The last traces of wintery chill are faint in the air now, occasional snowflakes disintegrating upon intersecting with the steady earth. Of the original 19 flushed peachy-pink hydrangias, she's now down to 8, to be divided amongst 3 cemetaries. Lakeside, Broadview, Fairview. Against some tombstones, Henry bears no grudge. Sharon Blake, the little Locanes, it's not that he doesn't want respects paid to them or that he doesn't want color laid upon their graves. He just doesn't want Eileen Galvin to be the one doing it. And he definitely doesn't want her doing it for the likes of Andrew DeSalvo.

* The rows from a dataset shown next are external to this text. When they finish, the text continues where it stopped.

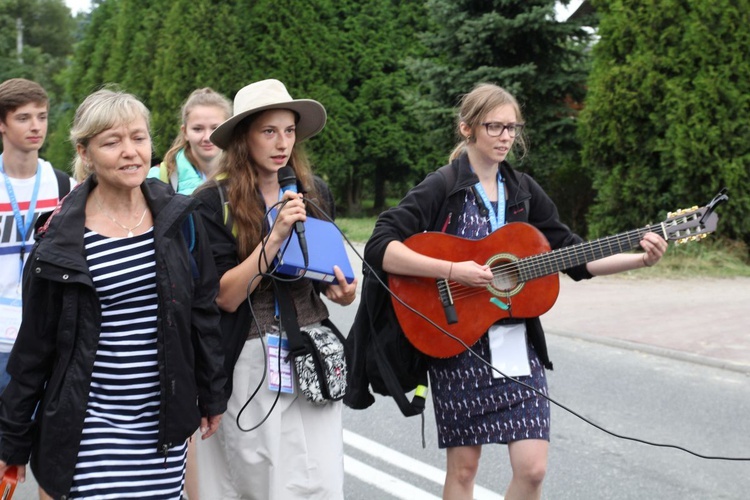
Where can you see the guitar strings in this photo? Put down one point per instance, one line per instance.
(524, 269)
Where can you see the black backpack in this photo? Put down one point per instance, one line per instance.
(380, 355)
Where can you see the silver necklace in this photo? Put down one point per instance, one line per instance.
(126, 228)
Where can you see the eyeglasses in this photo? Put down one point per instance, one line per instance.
(496, 129)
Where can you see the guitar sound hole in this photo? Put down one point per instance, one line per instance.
(505, 275)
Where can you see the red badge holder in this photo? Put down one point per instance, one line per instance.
(8, 485)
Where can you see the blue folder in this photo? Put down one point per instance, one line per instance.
(325, 248)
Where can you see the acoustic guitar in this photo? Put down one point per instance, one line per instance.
(526, 281)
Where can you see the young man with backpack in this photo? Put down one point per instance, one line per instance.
(29, 187)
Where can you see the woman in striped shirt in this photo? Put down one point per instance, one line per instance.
(125, 359)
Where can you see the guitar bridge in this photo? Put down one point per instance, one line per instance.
(444, 292)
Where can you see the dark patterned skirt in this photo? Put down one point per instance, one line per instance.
(472, 408)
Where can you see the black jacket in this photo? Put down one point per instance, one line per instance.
(426, 208)
(52, 359)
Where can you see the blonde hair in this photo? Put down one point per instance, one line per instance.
(200, 97)
(101, 111)
(474, 106)
(239, 173)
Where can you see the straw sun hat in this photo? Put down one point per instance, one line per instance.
(271, 94)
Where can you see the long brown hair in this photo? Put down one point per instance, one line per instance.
(474, 106)
(238, 172)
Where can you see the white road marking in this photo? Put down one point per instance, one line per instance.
(405, 462)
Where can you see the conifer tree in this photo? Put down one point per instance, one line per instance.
(666, 119)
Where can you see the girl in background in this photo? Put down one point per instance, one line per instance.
(192, 156)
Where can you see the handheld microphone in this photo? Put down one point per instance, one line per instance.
(288, 182)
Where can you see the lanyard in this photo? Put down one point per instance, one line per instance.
(22, 226)
(497, 219)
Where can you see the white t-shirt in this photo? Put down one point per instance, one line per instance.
(10, 243)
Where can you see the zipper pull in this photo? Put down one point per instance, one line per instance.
(165, 450)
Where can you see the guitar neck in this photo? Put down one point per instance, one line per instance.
(558, 260)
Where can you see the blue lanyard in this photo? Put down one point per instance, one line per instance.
(23, 226)
(497, 219)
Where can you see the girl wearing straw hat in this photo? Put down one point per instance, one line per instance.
(274, 444)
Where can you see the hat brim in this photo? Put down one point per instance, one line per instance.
(312, 119)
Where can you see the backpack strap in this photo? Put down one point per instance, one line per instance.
(225, 209)
(445, 217)
(188, 232)
(63, 183)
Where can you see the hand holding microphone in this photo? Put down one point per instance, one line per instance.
(288, 182)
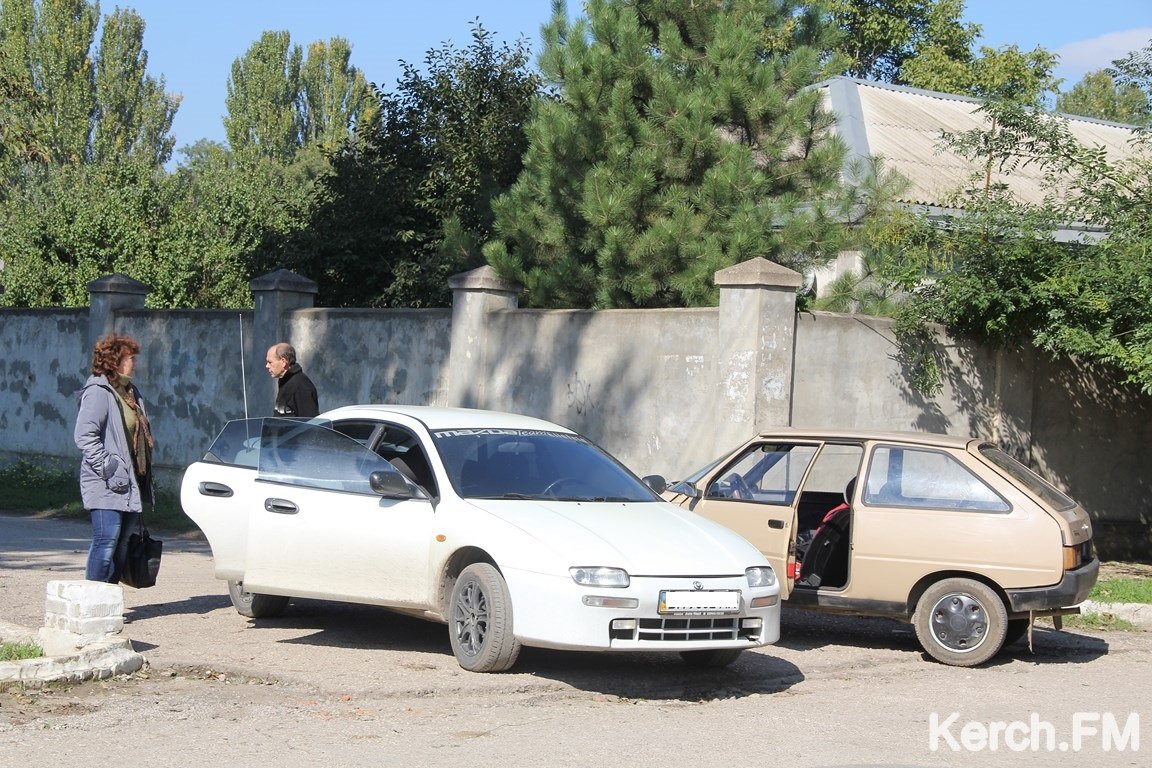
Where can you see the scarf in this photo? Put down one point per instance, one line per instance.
(139, 441)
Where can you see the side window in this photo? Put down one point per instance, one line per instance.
(303, 454)
(766, 473)
(921, 477)
(360, 431)
(402, 449)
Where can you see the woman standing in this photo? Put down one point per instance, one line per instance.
(115, 471)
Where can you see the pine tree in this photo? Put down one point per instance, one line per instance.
(683, 141)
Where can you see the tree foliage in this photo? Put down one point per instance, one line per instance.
(1005, 73)
(879, 37)
(1099, 96)
(408, 202)
(999, 273)
(83, 105)
(279, 101)
(682, 142)
(925, 44)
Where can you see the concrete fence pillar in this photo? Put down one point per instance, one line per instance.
(107, 296)
(474, 295)
(277, 295)
(757, 335)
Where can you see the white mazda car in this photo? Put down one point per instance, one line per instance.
(510, 530)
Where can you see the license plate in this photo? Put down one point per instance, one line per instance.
(699, 602)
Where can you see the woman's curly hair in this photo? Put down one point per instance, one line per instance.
(110, 351)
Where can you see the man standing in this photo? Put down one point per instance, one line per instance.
(295, 392)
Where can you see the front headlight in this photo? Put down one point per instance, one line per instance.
(596, 576)
(760, 576)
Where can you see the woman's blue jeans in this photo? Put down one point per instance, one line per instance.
(106, 556)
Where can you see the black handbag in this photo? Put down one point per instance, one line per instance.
(142, 563)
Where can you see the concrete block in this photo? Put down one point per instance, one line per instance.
(88, 609)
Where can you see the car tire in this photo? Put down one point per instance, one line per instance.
(479, 621)
(713, 659)
(961, 622)
(256, 606)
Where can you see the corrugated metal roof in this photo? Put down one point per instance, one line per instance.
(906, 127)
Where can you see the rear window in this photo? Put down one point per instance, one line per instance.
(925, 478)
(1038, 486)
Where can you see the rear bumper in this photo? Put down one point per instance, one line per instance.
(1071, 591)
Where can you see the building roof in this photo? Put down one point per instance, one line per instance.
(904, 126)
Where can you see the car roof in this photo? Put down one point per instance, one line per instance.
(880, 435)
(444, 418)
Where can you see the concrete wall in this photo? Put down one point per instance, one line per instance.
(665, 390)
(45, 359)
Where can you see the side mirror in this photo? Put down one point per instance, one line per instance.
(389, 485)
(656, 483)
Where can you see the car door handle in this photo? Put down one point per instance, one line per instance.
(214, 489)
(280, 506)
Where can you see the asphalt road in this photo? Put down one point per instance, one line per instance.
(351, 685)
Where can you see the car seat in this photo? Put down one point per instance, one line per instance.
(826, 560)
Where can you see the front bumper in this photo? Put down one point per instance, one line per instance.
(550, 613)
(1071, 591)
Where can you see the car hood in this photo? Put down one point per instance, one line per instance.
(644, 538)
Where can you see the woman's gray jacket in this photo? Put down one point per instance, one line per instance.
(107, 479)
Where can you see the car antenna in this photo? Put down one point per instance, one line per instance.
(243, 378)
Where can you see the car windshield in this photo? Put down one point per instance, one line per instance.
(298, 451)
(498, 463)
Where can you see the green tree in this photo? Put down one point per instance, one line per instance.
(1005, 73)
(334, 97)
(880, 36)
(1098, 96)
(408, 202)
(1135, 70)
(83, 105)
(278, 101)
(683, 141)
(133, 114)
(1000, 275)
(262, 101)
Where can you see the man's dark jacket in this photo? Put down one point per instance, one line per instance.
(296, 394)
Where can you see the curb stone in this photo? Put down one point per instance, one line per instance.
(1138, 614)
(98, 660)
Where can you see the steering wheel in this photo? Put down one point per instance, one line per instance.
(551, 488)
(740, 487)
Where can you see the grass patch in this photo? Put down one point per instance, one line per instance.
(1103, 622)
(20, 651)
(32, 487)
(1122, 590)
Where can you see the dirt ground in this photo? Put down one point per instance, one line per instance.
(357, 685)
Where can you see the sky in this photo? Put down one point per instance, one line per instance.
(192, 45)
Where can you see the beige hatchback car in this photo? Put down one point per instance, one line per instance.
(949, 533)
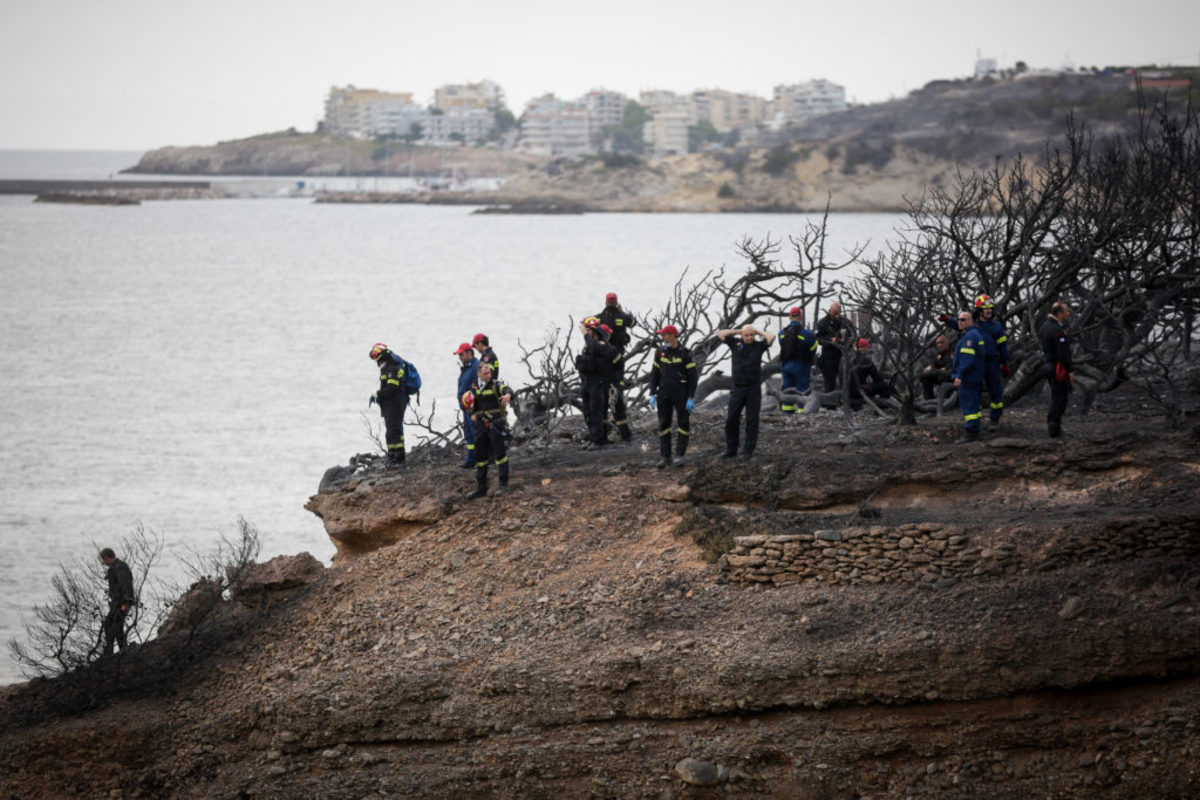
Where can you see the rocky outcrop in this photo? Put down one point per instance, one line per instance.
(571, 639)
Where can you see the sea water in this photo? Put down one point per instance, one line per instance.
(183, 364)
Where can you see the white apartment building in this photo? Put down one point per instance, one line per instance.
(605, 107)
(666, 132)
(364, 113)
(485, 95)
(459, 126)
(804, 100)
(726, 110)
(556, 127)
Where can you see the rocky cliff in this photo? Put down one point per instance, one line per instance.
(857, 612)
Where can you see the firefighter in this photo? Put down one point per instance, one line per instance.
(831, 334)
(970, 355)
(595, 365)
(393, 400)
(619, 322)
(486, 354)
(673, 379)
(745, 354)
(121, 599)
(1056, 352)
(996, 367)
(797, 350)
(468, 367)
(489, 402)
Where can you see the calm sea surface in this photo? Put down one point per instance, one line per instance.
(181, 364)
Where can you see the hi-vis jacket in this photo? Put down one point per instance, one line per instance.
(673, 367)
(970, 355)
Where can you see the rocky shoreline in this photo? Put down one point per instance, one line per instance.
(1008, 619)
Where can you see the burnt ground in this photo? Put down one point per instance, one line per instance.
(576, 638)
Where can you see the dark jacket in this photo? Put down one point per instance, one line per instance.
(745, 360)
(1055, 344)
(673, 368)
(466, 378)
(120, 584)
(621, 324)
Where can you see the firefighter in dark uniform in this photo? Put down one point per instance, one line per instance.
(393, 400)
(468, 368)
(797, 350)
(996, 367)
(745, 354)
(489, 403)
(1056, 352)
(486, 354)
(597, 367)
(970, 355)
(673, 379)
(120, 599)
(831, 334)
(619, 322)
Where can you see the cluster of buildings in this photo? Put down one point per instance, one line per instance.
(475, 114)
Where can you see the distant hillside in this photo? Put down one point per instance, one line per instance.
(865, 158)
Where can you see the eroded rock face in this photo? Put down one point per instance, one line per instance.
(568, 639)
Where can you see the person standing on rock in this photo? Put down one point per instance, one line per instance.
(797, 350)
(996, 366)
(468, 367)
(831, 334)
(489, 403)
(486, 354)
(619, 322)
(120, 599)
(1056, 352)
(673, 380)
(745, 354)
(393, 400)
(970, 355)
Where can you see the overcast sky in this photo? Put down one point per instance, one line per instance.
(132, 74)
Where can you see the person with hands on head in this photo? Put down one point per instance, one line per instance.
(673, 380)
(745, 354)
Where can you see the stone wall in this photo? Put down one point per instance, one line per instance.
(937, 555)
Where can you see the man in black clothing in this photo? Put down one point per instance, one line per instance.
(393, 400)
(619, 322)
(937, 371)
(1056, 352)
(673, 379)
(745, 353)
(489, 403)
(831, 334)
(597, 366)
(120, 599)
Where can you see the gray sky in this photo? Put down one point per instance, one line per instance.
(138, 73)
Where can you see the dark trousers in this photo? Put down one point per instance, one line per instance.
(673, 402)
(796, 376)
(970, 397)
(468, 435)
(595, 409)
(491, 449)
(831, 365)
(995, 384)
(114, 630)
(394, 428)
(617, 396)
(1060, 394)
(748, 398)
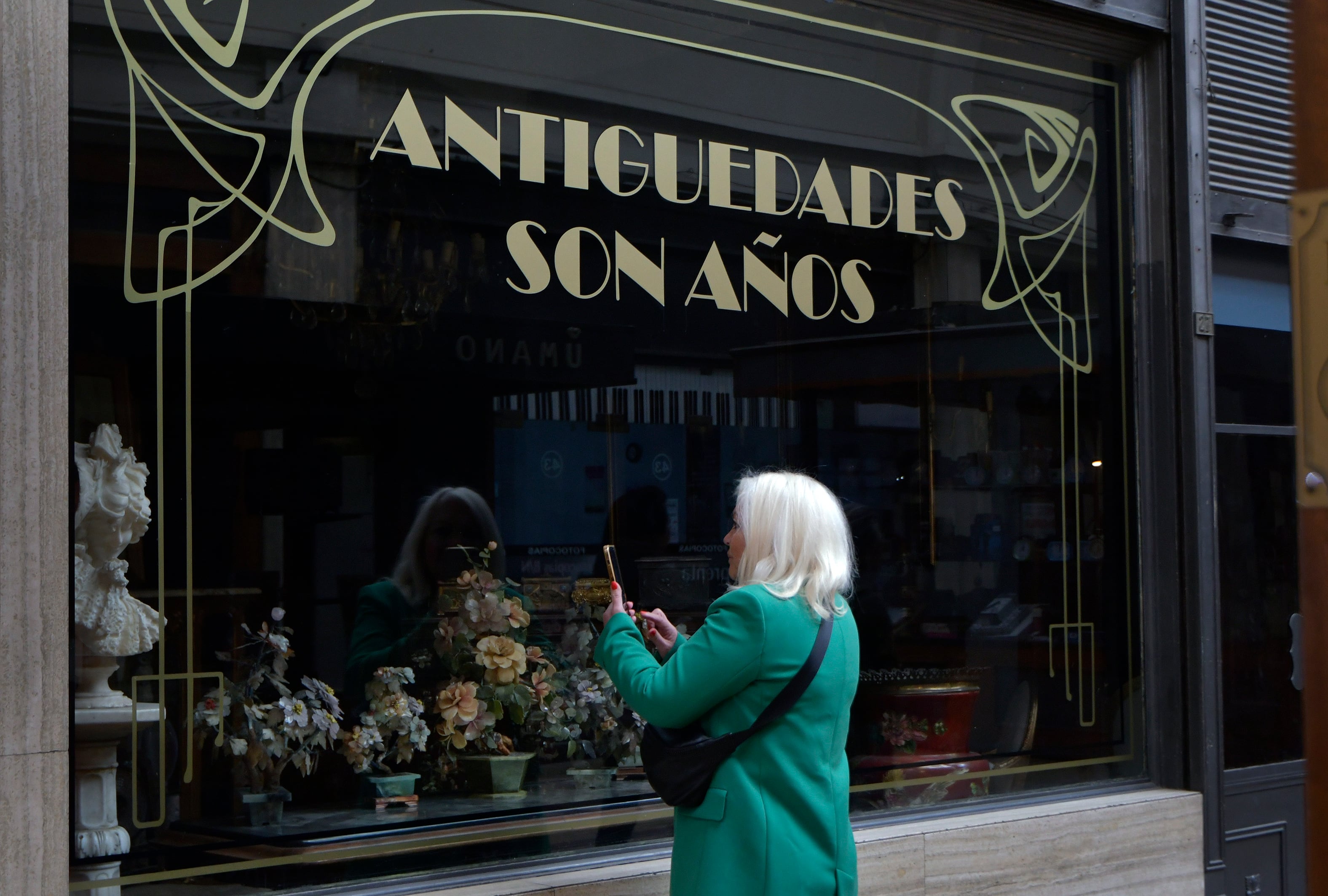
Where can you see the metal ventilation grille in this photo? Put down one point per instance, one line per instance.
(1249, 53)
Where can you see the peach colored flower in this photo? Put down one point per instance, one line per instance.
(457, 703)
(503, 659)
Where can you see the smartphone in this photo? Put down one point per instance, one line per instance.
(611, 564)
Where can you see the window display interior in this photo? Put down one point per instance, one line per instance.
(405, 323)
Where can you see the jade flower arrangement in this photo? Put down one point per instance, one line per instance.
(260, 720)
(495, 679)
(392, 729)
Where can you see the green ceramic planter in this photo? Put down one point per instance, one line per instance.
(496, 776)
(268, 808)
(398, 785)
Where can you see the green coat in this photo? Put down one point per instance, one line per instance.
(776, 818)
(386, 626)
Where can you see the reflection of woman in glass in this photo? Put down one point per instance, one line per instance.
(776, 818)
(394, 616)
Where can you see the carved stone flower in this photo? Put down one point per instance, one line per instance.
(517, 615)
(504, 659)
(487, 614)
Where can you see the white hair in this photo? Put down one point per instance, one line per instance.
(411, 577)
(797, 539)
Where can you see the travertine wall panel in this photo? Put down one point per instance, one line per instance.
(34, 825)
(34, 376)
(34, 448)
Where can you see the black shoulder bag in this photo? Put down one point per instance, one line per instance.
(682, 761)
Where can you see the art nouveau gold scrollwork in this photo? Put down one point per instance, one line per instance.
(1018, 281)
(1052, 185)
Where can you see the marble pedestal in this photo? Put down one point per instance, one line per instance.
(103, 719)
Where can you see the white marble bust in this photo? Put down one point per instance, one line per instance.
(113, 513)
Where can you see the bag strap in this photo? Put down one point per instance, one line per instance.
(797, 685)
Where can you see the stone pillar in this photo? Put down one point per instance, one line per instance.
(103, 719)
(34, 448)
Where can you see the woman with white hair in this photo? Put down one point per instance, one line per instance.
(392, 616)
(776, 816)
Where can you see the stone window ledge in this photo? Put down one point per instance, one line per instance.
(1137, 842)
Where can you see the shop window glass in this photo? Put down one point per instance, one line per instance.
(404, 323)
(1257, 503)
(1251, 308)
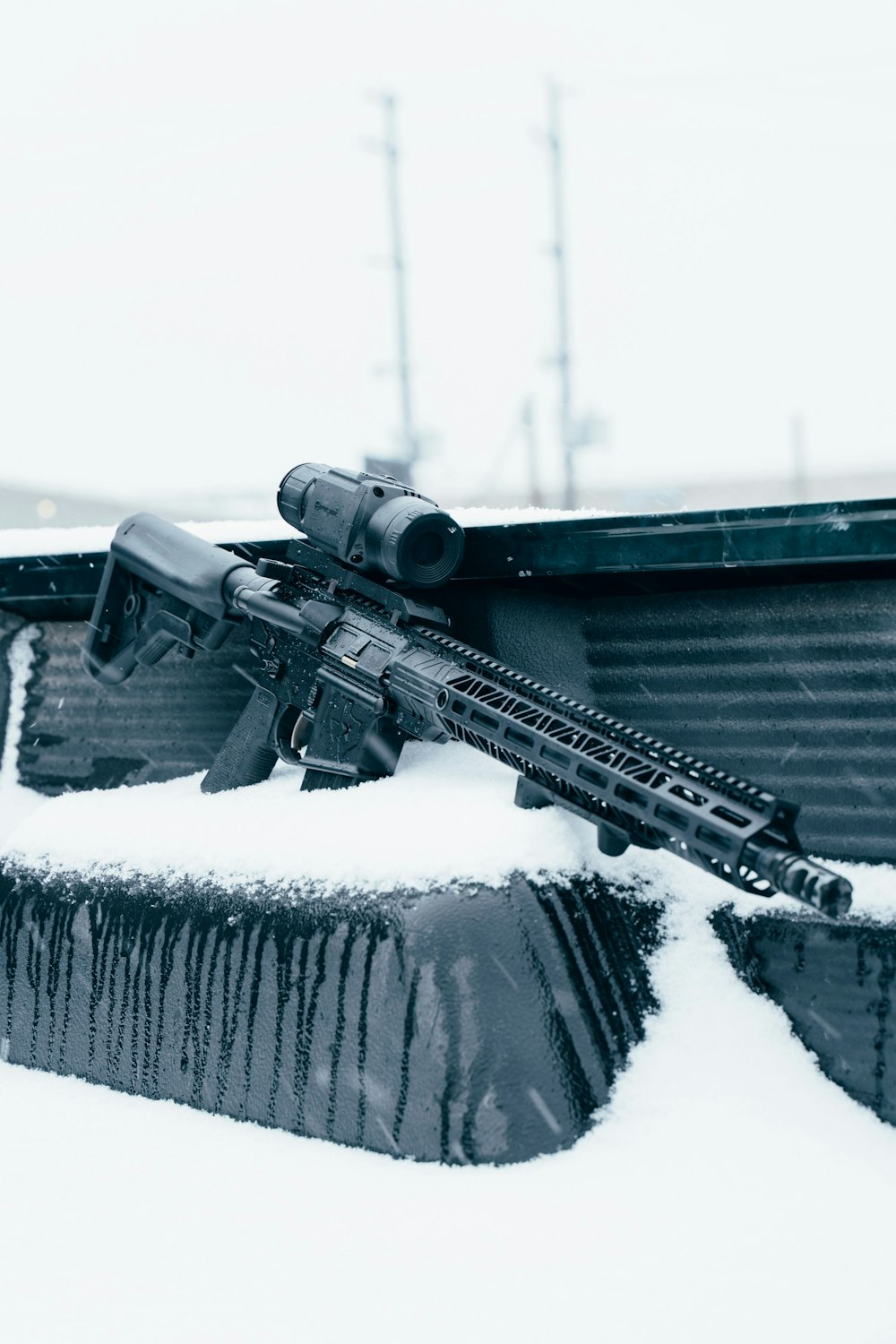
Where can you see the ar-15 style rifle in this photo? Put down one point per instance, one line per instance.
(351, 663)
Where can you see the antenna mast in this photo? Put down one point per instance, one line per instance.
(410, 440)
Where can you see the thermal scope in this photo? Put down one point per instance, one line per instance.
(373, 523)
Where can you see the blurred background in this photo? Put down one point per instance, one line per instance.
(565, 252)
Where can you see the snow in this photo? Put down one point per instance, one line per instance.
(728, 1193)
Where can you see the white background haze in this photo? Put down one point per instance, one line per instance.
(188, 220)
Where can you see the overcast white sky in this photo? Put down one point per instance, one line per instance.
(187, 223)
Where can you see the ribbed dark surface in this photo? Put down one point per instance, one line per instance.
(164, 722)
(461, 1026)
(836, 984)
(791, 687)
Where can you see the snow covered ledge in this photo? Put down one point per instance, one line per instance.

He's been making that perfectly clear. The man was distracted from the very moment he woke up this morning, neglecting a greeting and not meeting her eyes at first. She thinks she may have even detected a note of hurt in his withdrawn demeanor, a bit of a cold shoulder for her victory in that argument. For feeling ditched? For feeling helpless? For thinking she does not understand how much her health and safety mean to him? Eileen can only guess. She'd taken notice of it, but followed up with no steps to correct it, plenty distracted herself by the meaning of today's date. Today was the day that people met violent ends, that her supposedly-inviolate home bore witness to a violent beginning, that Walter Sullivan was scattered to the winds and that Henry's self-image as a miserable failure was, by all appearances, pretty permanently cemented. Today was the culmination of watching and careful plans dating back to Henry's young adulthood and her very young childhood, back before that to Walter's own birth, to plagues and prisons and the death of a people. She wants all that to be over now for them, but on this date, is just physically incapable of living up to that wish. Today her steps were heavy with grief and regrets, caught up in remembering everything she'd lost and everything everyone else had too, and she put off smoothing his attitude out until tomorrow.
And now, as she nestles the last of the original bouquet in the crook of her arm, he's got his hands thrust deeply in his pockets, scowling in profound irritation. She heaves a hassled sigh, hitching her purse strap up more securely on her shoulder and pulling out her phone. They've ducked off behind some kind of service shed off of the sole graveyard Brahms has to its name, always careful not to appear or disappear in public view. Henry, ever vigilant on both their behalfs, does the duty of scanning for unexpected pairs of eyes, finding none that would hamper her departure. As she dials in the number sequence from a scrap of paper clutched in her flower-hand, she gives him a semi-apologetic shrug and tries to communicate reassurance with her eyes alone, and that's it. Kissing him and offering spoken comfort is an option that occurs to her but is discarded; the less she treats this like it's actually worth making a big deal of, she figures, the better.